Friday, February 12, 2010

I am the Sound

I'm sweeping my porch, or "veranda" as they call it here. Although, such a term conjures peaceful images of a shady, columned patio overgrown with ivy, not the likes of my screened-in, tiled front entrance way. It's Friday, and the neighborhood is pulsing with the frenetic activity that only a weekend could bring about. Music and telenovelas blare from each and every house-except mine. I have but a measly sound system, comprised of an iPod plugged into a miniscule set of baby speakers. O, Big Lots, you've given me quite the deal at $7.50, but I fear my music is in an uphill battle against the likes of Bryan Adams, Michael Bolton and Poder Paralelo. I'm sweeping my porch, and from out here I can't tell if the woman singing in my kitchen is Joanna Newsom or Lauryn Hill.

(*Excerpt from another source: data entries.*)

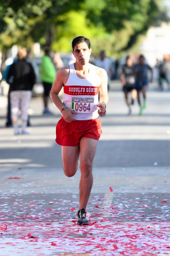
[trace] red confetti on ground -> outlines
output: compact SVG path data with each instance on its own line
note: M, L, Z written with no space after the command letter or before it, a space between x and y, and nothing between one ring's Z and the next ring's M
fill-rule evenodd
M0 241L4 255L17 252L27 256L25 252L30 251L32 255L39 256L154 256L169 255L170 251L168 222L113 223L103 217L83 226L71 221L66 225L65 222L9 225L7 236L2 236ZM9 240L9 235L12 235L12 240Z
M7 225L5 225L3 227L0 227L0 230L7 230Z

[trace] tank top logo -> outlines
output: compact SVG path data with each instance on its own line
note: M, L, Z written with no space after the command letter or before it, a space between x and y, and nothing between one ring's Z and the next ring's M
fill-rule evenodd
M69 95L96 95L99 93L99 87L81 86L79 85L65 85L64 93Z

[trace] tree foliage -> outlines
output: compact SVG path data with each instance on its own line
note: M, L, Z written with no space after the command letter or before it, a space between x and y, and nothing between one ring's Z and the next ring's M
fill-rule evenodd
M162 0L1 0L0 47L34 42L70 52L73 38L89 37L93 52L108 55L133 46L139 35L165 19Z

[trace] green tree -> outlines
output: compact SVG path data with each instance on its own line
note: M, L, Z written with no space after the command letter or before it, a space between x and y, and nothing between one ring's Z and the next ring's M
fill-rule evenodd
M161 1L1 0L0 47L30 48L39 42L67 52L73 38L82 35L90 38L94 55L104 46L108 54L119 54L160 22Z

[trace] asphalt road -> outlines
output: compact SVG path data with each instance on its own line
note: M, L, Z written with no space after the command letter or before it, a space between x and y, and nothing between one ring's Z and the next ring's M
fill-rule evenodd
M141 116L136 101L132 114L127 115L119 82L112 82L109 96L93 163L94 182L87 205L92 221L120 221L123 229L134 221L169 222L170 91L160 92L155 84L150 85ZM32 225L31 228L39 237L43 233L40 221L52 225L76 220L80 170L72 178L63 174L60 147L55 142L60 114L51 102L50 106L54 114L43 115L42 99L32 99L28 136L14 136L12 128L5 128L6 108L0 108L0 220L11 226L9 234L2 233L4 239L9 234L21 236L21 230L14 231L14 222L25 224L30 232L26 224L34 221L39 230ZM163 251L169 252L167 249ZM52 255L47 252L45 255ZM8 253L3 256L14 255Z

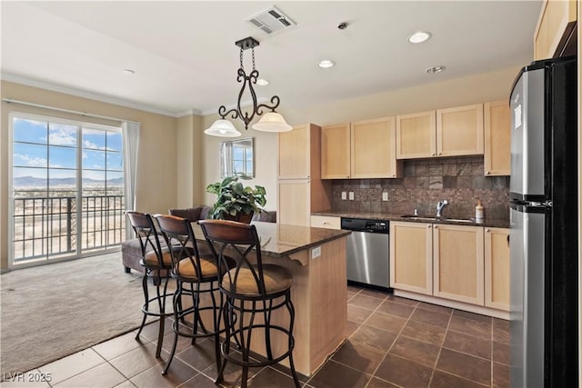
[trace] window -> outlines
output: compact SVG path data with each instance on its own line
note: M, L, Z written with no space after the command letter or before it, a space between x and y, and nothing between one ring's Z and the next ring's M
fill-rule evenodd
M252 137L220 144L220 177L235 174L244 174L251 178L255 175Z
M125 239L121 128L12 114L11 265Z

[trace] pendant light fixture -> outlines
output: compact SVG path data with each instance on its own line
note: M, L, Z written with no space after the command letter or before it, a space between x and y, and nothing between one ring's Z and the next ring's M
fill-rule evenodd
M256 102L256 94L255 93L253 85L256 84L256 79L258 78L258 71L255 68L255 47L259 45L258 41L249 36L236 42L235 45L240 47L240 67L238 68L238 71L236 73L236 82L243 84L240 92L238 92L238 101L236 102L236 107L226 111L226 107L225 105L221 105L218 108L218 114L220 115L221 119L216 120L212 124L212 126L204 131L204 133L213 136L240 136L240 132L236 131L235 125L233 125L233 124L230 121L226 120L225 117L228 114L231 114L230 117L232 119L240 119L245 124L245 129L248 129L248 124L251 121L253 121L255 116L263 115L263 109L270 109L271 112L266 113L258 121L258 123L253 124L254 129L265 132L291 131L291 125L286 124L283 116L275 111L275 109L279 106L278 95L274 95L271 97L271 104L257 104ZM252 52L253 70L248 75L246 75L246 73L245 72L245 67L243 65L243 52L248 48L250 48ZM248 92L251 95L251 99L253 100L253 110L250 114L248 112L243 113L243 111L241 110L240 103L240 100L243 97L243 94L247 87Z

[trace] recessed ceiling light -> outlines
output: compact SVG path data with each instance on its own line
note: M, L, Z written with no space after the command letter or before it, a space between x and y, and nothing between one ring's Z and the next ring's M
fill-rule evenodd
M330 67L334 67L336 65L336 63L329 59L324 59L319 64L317 64L317 65L322 69L328 69Z
M426 69L426 73L428 73L429 75L432 75L434 73L440 73L442 71L444 71L447 67L445 66L435 66L435 67L428 67Z
M432 35L430 33L425 31L418 31L408 36L408 42L410 43L423 43L430 39Z

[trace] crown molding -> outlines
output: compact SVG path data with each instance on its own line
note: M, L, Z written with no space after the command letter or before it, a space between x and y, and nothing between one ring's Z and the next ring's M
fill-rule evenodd
M110 97L96 93L85 92L79 89L66 87L55 84L47 83L45 81L35 80L22 75L16 75L8 73L0 73L0 79L14 82L15 84L22 84L27 86L38 87L40 89L46 89L52 92L63 93L65 95L75 95L77 97L88 98L91 100L99 101L101 103L113 104L115 105L125 106L126 108L137 109L140 111L149 112L156 114L163 114L170 117L179 117L179 114L176 112L167 111L165 109L155 108L153 106L144 105L125 100L120 100L115 97ZM192 109L192 112L196 112L196 109Z
M198 109L187 109L186 111L182 111L182 112L178 112L176 114L176 117L180 118L180 117L184 117L184 116L189 116L189 115L197 115L197 116L202 116L205 115L201 111L199 111Z

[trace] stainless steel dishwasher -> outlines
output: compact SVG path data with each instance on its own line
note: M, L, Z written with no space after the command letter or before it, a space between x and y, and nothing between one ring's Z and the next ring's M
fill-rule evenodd
M347 236L347 280L389 288L389 223L384 220L342 218Z

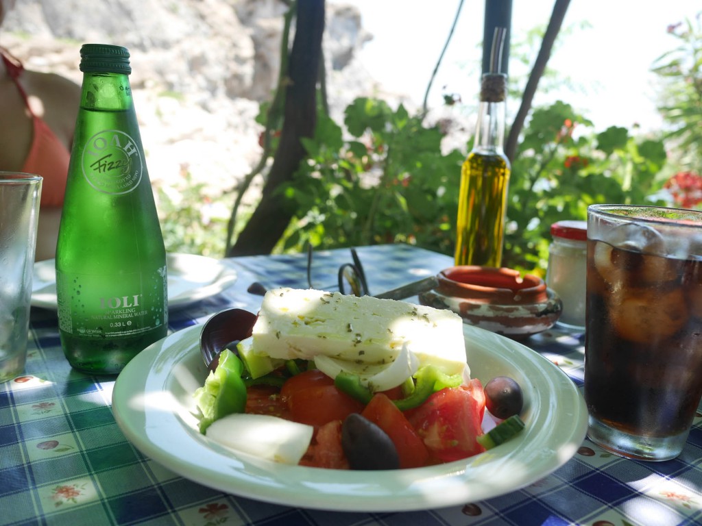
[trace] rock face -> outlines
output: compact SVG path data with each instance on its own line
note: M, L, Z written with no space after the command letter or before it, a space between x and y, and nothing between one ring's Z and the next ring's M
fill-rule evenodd
M81 43L128 48L152 182L176 199L184 185L202 183L214 198L260 158L254 119L276 85L287 9L282 0L17 0L0 44L27 68L77 83ZM327 0L324 48L335 116L378 90L357 60L370 38L355 8Z

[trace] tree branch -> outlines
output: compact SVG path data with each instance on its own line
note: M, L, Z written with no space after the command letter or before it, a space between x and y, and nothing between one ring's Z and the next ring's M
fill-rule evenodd
M541 48L539 50L538 55L536 57L536 60L531 69L531 74L526 81L524 95L522 97L522 104L515 117L515 121L510 129L510 133L505 144L505 154L510 162L514 161L519 134L524 128L526 116L531 109L531 102L536 93L536 88L538 87L538 81L546 69L546 64L551 56L551 50L553 48L556 37L560 32L563 19L565 18L566 11L568 11L569 4L570 0L556 0L553 6L551 18L548 21L548 27L546 28L546 32L543 35L543 41L541 42Z
M227 256L269 254L292 219L279 191L292 180L306 152L300 141L312 137L317 121L317 81L324 32L324 0L298 0L289 62L284 120L261 201Z

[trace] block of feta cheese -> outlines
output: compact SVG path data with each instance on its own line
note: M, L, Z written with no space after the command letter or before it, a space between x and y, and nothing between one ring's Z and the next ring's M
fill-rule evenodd
M449 375L465 367L463 321L448 310L371 296L312 289L266 292L253 325L253 349L272 358L318 354L355 362L393 361L404 342L419 359Z

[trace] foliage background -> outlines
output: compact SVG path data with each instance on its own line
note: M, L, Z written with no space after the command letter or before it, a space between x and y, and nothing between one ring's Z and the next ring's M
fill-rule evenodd
M669 32L680 45L653 66L662 81L666 130L648 135L635 128L596 131L595 123L565 102L533 108L512 162L504 266L543 274L550 225L585 219L592 203L698 206L700 20ZM515 60L527 60L534 42L533 35L525 39L526 47L512 51ZM544 86L557 76L547 72ZM512 97L519 97L524 81L512 79ZM446 103L458 104L450 97ZM262 123L267 109L262 106ZM324 109L320 104L314 135L304 140L307 162L283 189L295 219L275 251L300 251L307 243L331 248L408 243L452 255L461 164L471 141L462 151L444 151L446 128L441 121L428 123L421 112L392 108L382 100L356 100L341 123ZM267 154L275 146L274 140ZM265 170L260 176L265 177ZM168 250L221 255L225 240L218 234L224 221L206 210L230 203L231 196L201 203L197 187L186 191L180 206L159 194ZM236 215L234 231L249 213L244 207Z

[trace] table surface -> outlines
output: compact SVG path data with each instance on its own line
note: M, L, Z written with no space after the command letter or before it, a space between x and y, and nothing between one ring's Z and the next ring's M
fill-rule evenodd
M371 294L435 274L447 256L404 245L358 253ZM232 306L256 311L267 288L307 286L303 255L223 260L238 278L224 292L170 313L173 331ZM347 249L315 252L313 285L331 288ZM416 301L410 298L409 301ZM525 344L580 388L581 335L552 330ZM0 523L5 525L555 525L702 523L702 418L676 459L620 458L587 439L562 467L518 491L477 502L406 513L340 513L289 508L225 494L171 473L124 436L111 410L114 377L73 371L55 313L33 309L25 374L0 384ZM359 503L359 508L362 503Z

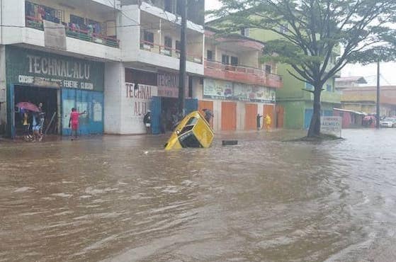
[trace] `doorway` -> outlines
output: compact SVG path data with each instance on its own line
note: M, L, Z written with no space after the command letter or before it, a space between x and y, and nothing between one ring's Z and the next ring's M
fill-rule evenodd
M58 89L39 87L15 86L14 103L30 102L38 106L43 103L43 112L45 113L43 132L47 131L47 135L58 135L57 108ZM15 130L17 136L22 135L26 131L23 126L23 112L19 108L15 108ZM31 127L30 130L31 132Z

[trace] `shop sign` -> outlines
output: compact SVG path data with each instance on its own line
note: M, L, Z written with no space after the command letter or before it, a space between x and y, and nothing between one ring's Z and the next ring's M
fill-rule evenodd
M142 118L150 108L152 97L157 96L157 86L125 83L125 88L128 108L133 108L134 118Z
M211 79L204 80L203 96L257 103L273 103L276 101L276 93L272 89Z
M157 74L158 96L179 97L179 74L159 72ZM188 79L186 78L186 96L188 94Z
M15 47L6 49L11 83L84 90L104 89L103 63Z
M323 133L339 134L341 137L342 118L340 116L323 116L320 120L320 130Z

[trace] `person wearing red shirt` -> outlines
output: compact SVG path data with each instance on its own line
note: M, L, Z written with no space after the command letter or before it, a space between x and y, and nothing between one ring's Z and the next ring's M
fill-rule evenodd
M70 113L70 119L69 120L69 127L72 127L72 140L77 139L77 130L79 129L79 118L80 115L84 115L86 111L79 113L76 108L72 108Z

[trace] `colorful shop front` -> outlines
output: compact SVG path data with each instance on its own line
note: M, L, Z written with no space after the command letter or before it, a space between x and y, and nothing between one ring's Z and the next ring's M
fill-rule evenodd
M7 132L23 132L19 102L43 104L47 134L70 135L72 108L86 111L81 135L103 132L104 64L13 46L6 48Z
M214 113L215 130L251 130L256 128L257 114L273 119L275 89L206 78L199 109ZM262 118L261 120L262 125Z
M191 98L198 78L186 79L186 113L198 109L198 99ZM126 106L128 115L123 118L123 134L143 134L143 117L151 110L152 132L157 135L172 130L177 123L179 74L159 70L150 72L125 69Z

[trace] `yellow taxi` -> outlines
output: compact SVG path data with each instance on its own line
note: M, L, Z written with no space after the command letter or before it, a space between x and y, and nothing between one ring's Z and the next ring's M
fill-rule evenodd
M213 141L214 133L209 123L199 111L187 115L175 128L165 150L185 147L209 147Z

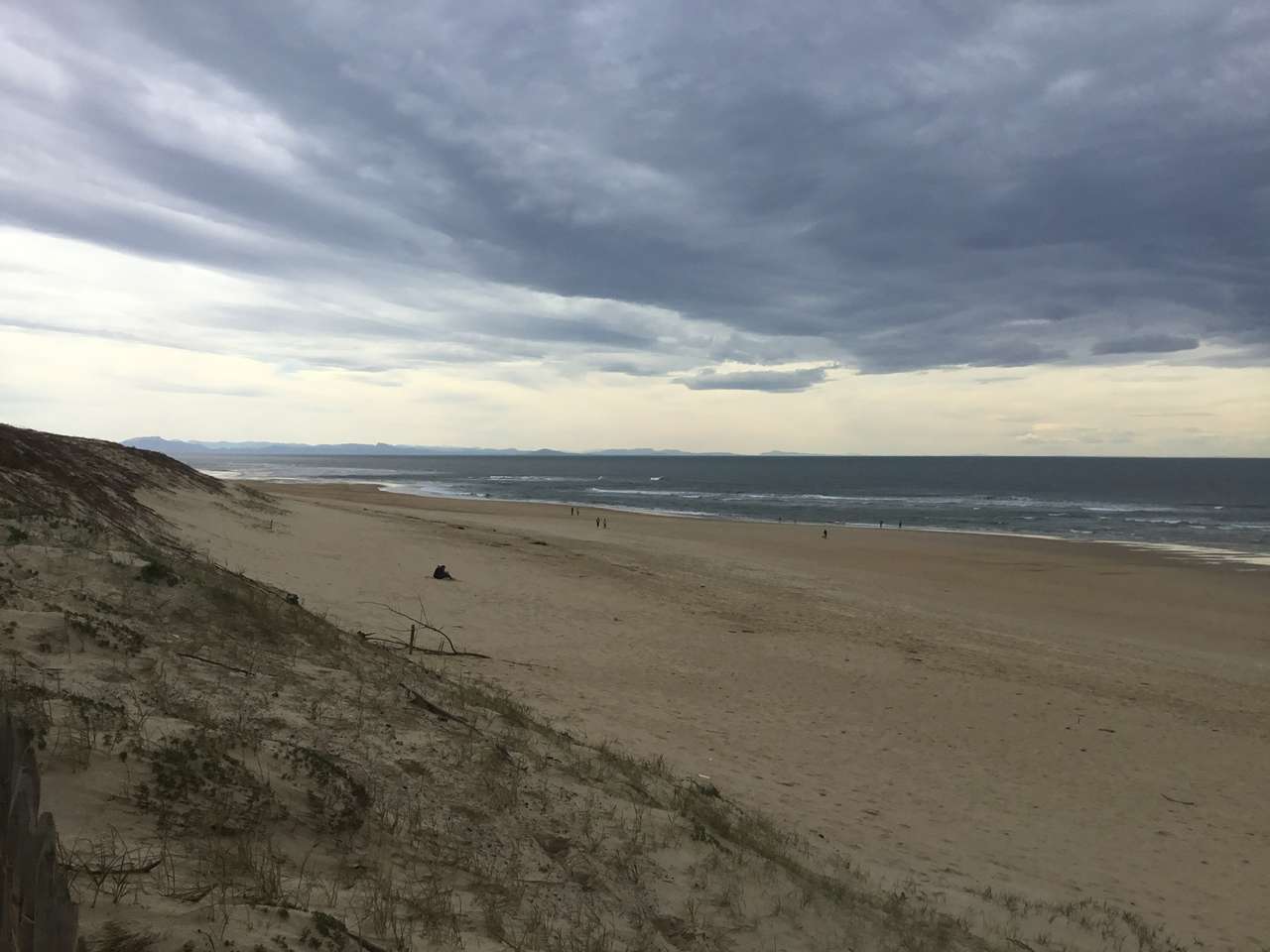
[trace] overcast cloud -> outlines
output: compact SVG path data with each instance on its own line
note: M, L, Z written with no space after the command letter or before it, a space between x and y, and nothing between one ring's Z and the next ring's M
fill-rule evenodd
M1264 3L15 0L0 325L692 390L1265 367L1267 89Z

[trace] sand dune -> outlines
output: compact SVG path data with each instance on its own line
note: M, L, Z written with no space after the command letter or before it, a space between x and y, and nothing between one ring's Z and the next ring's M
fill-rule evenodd
M1110 900L1270 942L1270 576L1120 546L272 485L149 501L354 630L417 607L592 739L956 908ZM429 576L444 562L457 581Z

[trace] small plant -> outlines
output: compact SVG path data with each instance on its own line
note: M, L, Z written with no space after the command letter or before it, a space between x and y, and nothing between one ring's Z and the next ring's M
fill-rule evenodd
M168 585L169 588L180 584L180 576L159 560L146 562L137 572L137 580L147 585Z

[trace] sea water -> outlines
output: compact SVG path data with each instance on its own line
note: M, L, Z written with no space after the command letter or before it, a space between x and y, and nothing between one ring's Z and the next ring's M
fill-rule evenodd
M198 454L185 462L224 479L1270 557L1270 459Z

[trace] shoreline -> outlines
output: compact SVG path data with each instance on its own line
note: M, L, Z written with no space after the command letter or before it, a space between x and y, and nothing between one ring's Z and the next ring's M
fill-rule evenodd
M429 664L706 774L883 883L1092 897L1212 948L1270 932L1248 876L1270 848L1255 574L1063 538L243 486L278 508L147 501L348 631L401 637L376 605L422 599L494 659Z
M1118 539L1118 538L1095 538L1082 537L1073 538L1071 536L1046 536L1039 532L1006 532L994 529L964 529L964 528L945 528L939 526L909 526L904 528L902 526L884 526L874 527L872 523L845 523L845 522L801 522L796 519L762 519L752 517L740 515L726 515L721 513L705 513L705 512L685 512L685 510L667 510L667 509L648 509L641 506L624 506L624 505L599 505L594 503L568 503L560 500L547 500L547 499L503 499L495 496L478 496L470 494L446 494L446 493L410 493L390 489L394 484L390 482L376 482L373 480L310 480L310 479L287 479L287 477L235 477L226 479L226 482L243 484L243 485L255 485L265 484L274 486L363 486L373 487L378 494L387 496L401 496L406 499L436 499L436 500L455 500L455 501L469 501L474 504L504 504L504 505L525 505L525 506L575 506L578 509L593 509L596 512L611 512L611 513L624 513L632 515L646 515L654 518L669 518L669 519L692 519L692 520L706 520L706 522L720 522L720 523L740 523L747 526L808 526L815 528L831 528L851 532L869 532L869 531L881 531L881 532L919 532L939 536L969 536L969 537L987 537L987 538L1015 538L1015 539L1036 539L1046 542L1071 542L1071 543L1093 543L1102 546L1121 546L1135 551L1147 552L1160 552L1166 556L1172 556L1176 559L1186 559L1196 564L1203 565L1222 565L1222 566L1234 566L1236 571L1256 571L1261 569L1270 569L1270 552L1255 552L1245 550L1233 548L1217 548L1210 546L1195 546L1184 542L1148 542L1142 539Z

But it's ok because the dashing, shaggy-haired protagonist just rescued the damsel from the maniacal villian on Poder Paralelo and the crowd is going wild. Cheers, clapping and similar outbursts of victory fill the night air, and I can't help but think it's the closest thing I have to Sunday afternoon football.

Sunday, February 7, 2010

Yo, teach!

The Peace Corps is a learning experience. Say, for instance, it teaches me how to gracefully descend from a flatbed truck without falling on my butt in the mud, or that fresh flowers put on my table by the neighborhood children make me so happy, and that listening to the music on my iPod makes me miss home. But I've also learned that if I sit still and quietly enough on the beach, a giant crab will burst out of the sand beside me, and that with enough experimentation and ingenuity, I too can knit a hat for my neighbor's baby. Oh no, the Peace Corps experience doesn't just teach us about liking floral arrangements or the habits of local crustaceans-it teaches us about ourselves. Like, that I've always been on Mozambican time, and that sitting around all day visiting with neighbors is what I've always rather have been doing. But most of all-and please allow me this moment of weakness to be cliché-it teaches me everyday that I'm stronger than I ever thought I was... Oh, and also that scrunched up notebook paper works as an adequate substitute for toilet paper.